Le ver est dans le fruit pour Rodolphe Belmer. Et, pour le patron de TF1, le mal se nomme YouTube et dérégule totalement le marché de l'audiovisuel. Le dirigeant avait qualifié de "passager clandestin" la plateforme américaine depuis le festival Séries Mania, à Lille. Il a réitéré ses propos dans un entretien accordé à "Politico", appelant à établir "un niveau de compétition égal" entre les services comme YouTube et les acteurs traditionnels.
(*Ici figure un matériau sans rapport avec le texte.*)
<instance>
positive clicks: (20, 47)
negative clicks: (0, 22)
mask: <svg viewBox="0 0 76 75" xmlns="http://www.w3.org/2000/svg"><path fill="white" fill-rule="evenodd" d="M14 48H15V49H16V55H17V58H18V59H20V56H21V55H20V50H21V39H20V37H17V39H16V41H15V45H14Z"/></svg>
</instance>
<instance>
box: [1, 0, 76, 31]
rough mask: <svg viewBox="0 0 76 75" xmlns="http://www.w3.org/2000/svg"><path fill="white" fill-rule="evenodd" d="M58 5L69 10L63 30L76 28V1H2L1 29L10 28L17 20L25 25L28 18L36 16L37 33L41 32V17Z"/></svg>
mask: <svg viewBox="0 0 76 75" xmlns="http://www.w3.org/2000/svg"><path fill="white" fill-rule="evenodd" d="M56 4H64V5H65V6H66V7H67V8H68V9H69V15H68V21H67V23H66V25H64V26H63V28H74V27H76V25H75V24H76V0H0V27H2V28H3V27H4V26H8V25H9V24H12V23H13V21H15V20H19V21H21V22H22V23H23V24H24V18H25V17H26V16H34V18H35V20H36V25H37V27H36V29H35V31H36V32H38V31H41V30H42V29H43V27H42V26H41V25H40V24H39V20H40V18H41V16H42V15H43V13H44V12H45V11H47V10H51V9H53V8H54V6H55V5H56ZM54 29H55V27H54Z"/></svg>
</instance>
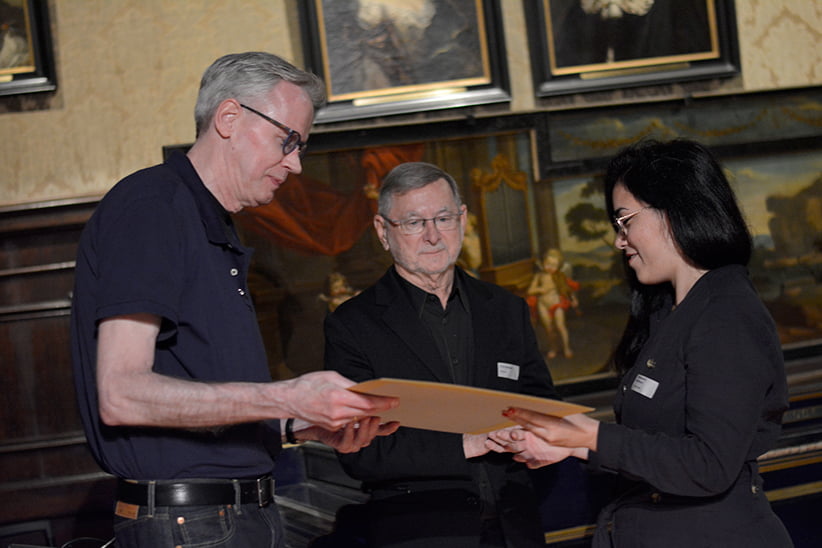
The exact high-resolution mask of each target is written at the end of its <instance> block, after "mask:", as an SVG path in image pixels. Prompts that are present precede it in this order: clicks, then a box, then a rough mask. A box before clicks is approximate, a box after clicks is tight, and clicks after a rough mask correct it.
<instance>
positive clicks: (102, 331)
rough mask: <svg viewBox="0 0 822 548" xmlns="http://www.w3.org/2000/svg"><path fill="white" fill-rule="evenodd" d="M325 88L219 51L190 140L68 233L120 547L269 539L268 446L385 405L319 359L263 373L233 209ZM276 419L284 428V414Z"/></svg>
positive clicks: (355, 450)
mask: <svg viewBox="0 0 822 548" xmlns="http://www.w3.org/2000/svg"><path fill="white" fill-rule="evenodd" d="M323 102H324V91H323V86H322V83H321V82H320V81H319V79H317V77H316V76H314V75H312V74H309V73H306V72H303V71H301V70H299V69H297V68H295V67H294V66H292V65H290V64H289V63H287V62H285V61H283V60H282V59H280V58H279V57H276V56H274V55H270V54H267V53H259V52H251V53H244V54H232V55H226V56H224V57H222V58H220V59H218V60H217V61H215V62H214V64H212V65H211V67H209V69H208V70H207V71H206V73H205V74H204V75H203V79H202V82H201V85H200V92H199V95H198V98H197V105H196V108H195V120H196V129H197V138H196V141H195V143H194V145H193V146H192V147H191V149H190V151H189V152H188V154H186V155H184V154H182V153H177V154H175V155H172V157H170V158H169V159H168V161H167V162H166V163H164V164H162V165H159V166H154V167H151V168H148V169H145V170H142V171H138V172H137V173H134V174H132V175H130V176H128V177H126V178H125V179H123V180H122V181H120V182H119V183H118V184H117V185H115V186H114V187H113V188H112V189H111V191H109V193H108V194H107V195H106V196H105V197H104V198H103V200H102V201H101V202H100V205H99V207H98V208H97V210H96V211H95V213H94V215H93V216H92V218H91V219H90V220H89V222H88V225H87V226H86V228H85V230H84V232H83V235H82V237H81V240H80V246H79V251H78V257H77V267H76V280H75V290H74V299H73V301H74V302H73V307H72V320H71V330H72V331H71V332H72V357H73V363H74V369H75V379H76V388H77V393H78V399H79V402H80V409H81V414H82V418H83V423H84V426H85V429H86V434H87V437H88V441H89V445H90V447H91V450H92V452H93V454H94V456H95V458H96V459H97V461H98V462H99V463H100V465H101V466H102V467H103V469H105V470H106V471H108V472H110V473H112V474H113V475H115V476H117V477H118V478H120V481H119V485H118V497H117V498H118V500H117V502H116V507H115V533H116V539H117V546H119V547H121V548H123V547H138V546H141V547H148V546H150V547H154V546H175V545H208V546H225V547H237V548H240V547H242V548H247V547H253V546H266V547H268V546H282V545H283V535H282V526H281V524H280V520H279V515H278V512H277V509H276V506H275V505H274V504H273V498H272V495H273V493H272V489H271V485H272V482H271V477H270V474H271V471H272V469H273V464H274V457H275V456H276V453H277V451H278V450H279V447H280V444H281V435H280V432H281V431H282V432H284V433H285V436H286V439H288V440H289V441H297V440H306V439H315V440H319V441H322V442H324V443H326V444H328V445H331V446H332V447H334V448H335V449H337V450H338V451H341V452H349V451H356V450H359V449H360V448H361V447H363V446H365V445H367V444H368V443H369V442H370V441H371V440H372V439H373V438H374V436H376V435H383V434H387V433H390V432H392V431H393V430H395V429H396V425H382V426H381V425H380V424H379V423H380V421H379V418H377V417H376V415H378V414H379V412H380V411H383V410H385V409H388V408H389V407H391V406H394V405H396V401H395V400H392V399H379V398H369V397H365V396H362V395H358V394H355V393H353V392H350V391H349V390H346V388H347V387H349V386H351V385H352V384H353V382H351V381H350V380H347V379H345V378H344V377H342V376H340V375H339V374H337V373H332V372H326V371H323V372H316V373H310V374H307V375H304V376H302V377H298V378H296V379H293V380H288V381H282V382H271V377H270V375H269V372H268V366H267V360H266V357H265V351H264V348H263V343H262V339H261V335H260V332H259V328H258V325H257V319H256V314H255V311H254V307H253V304H252V301H251V298H250V295H249V293H248V288H247V281H246V278H247V274H248V266H249V262H250V250H249V249H246V248H245V247H244V246H243V245H242V243H241V242H240V241H239V240H238V238H237V234H236V232H235V230H234V227H233V226H232V222H231V217H230V213H236V212H238V211H240V210H241V209H243V208H245V207H251V206H257V205H261V204H265V203H268V202H270V201H271V200H272V199H273V197H274V192H275V191H276V189H277V188H278V187H279V186H280V185H282V184H283V183H284V182H285V180H286V178H287V176H288V174H289V173H300V171H301V169H302V166H301V163H300V162H301V160H300V155H301V153H302V152H303V150H304V148H305V146H306V144H305V140H306V139H307V135H308V132H309V130H310V128H311V124H312V123H313V117H314V111H315V109H316V108H318V107H319V106H321V105H322V104H323ZM281 420H282V421H283V428H280V421H281Z"/></svg>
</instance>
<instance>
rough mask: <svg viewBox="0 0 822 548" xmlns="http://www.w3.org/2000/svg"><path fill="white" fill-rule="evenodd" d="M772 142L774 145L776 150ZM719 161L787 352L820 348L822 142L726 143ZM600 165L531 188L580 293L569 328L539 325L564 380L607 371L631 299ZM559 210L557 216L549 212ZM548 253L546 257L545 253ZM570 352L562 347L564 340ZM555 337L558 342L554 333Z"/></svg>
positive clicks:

Parmi les bons élèves, le soutien inattendu de France Télévisions cite bien sûr les chaînes de télévision, mais aussi les plateformes de streaming (Netflix, Prime Video...), longtemps décriées, mais qui désormais "sont dans le même bateau que nous”. Un amarrage dans lequel n'est pas monté YouTube, cible de choix pour un Rodolphe Belmer remonté. “Ça crée une situation qui devient intenable pour les diffuseurs", s'agace celui qui est parti en croisade contre le site d'hébergement et ses très bas niveaux de "taxation, d'obligation et de responsabilités".
"Ils ont un modèle d’hébergement, donc ils ne subissent pas les régulations publicitaires qui pèsent sur nous et qui sont multiples”, synthétise-t-il. "Ils n’ont pas de coûts de programme, ils ne préfinancent pas les œuvres, et par conséquent, ils ont une base de coûts fixes qui est très faible et qui leur permet de pratiquer des coûts publicitaires qui sont très bas. C’est une concurrence qu’on ne sait pas suivre, parce que, nous, on doit investir dans les programmes et l’information", dénonce le patron en symbiose avec Ted Sarandos, son homologue de Netflix. "YouTube est un concurrent direct de la télévision", avait souligné ce dernier.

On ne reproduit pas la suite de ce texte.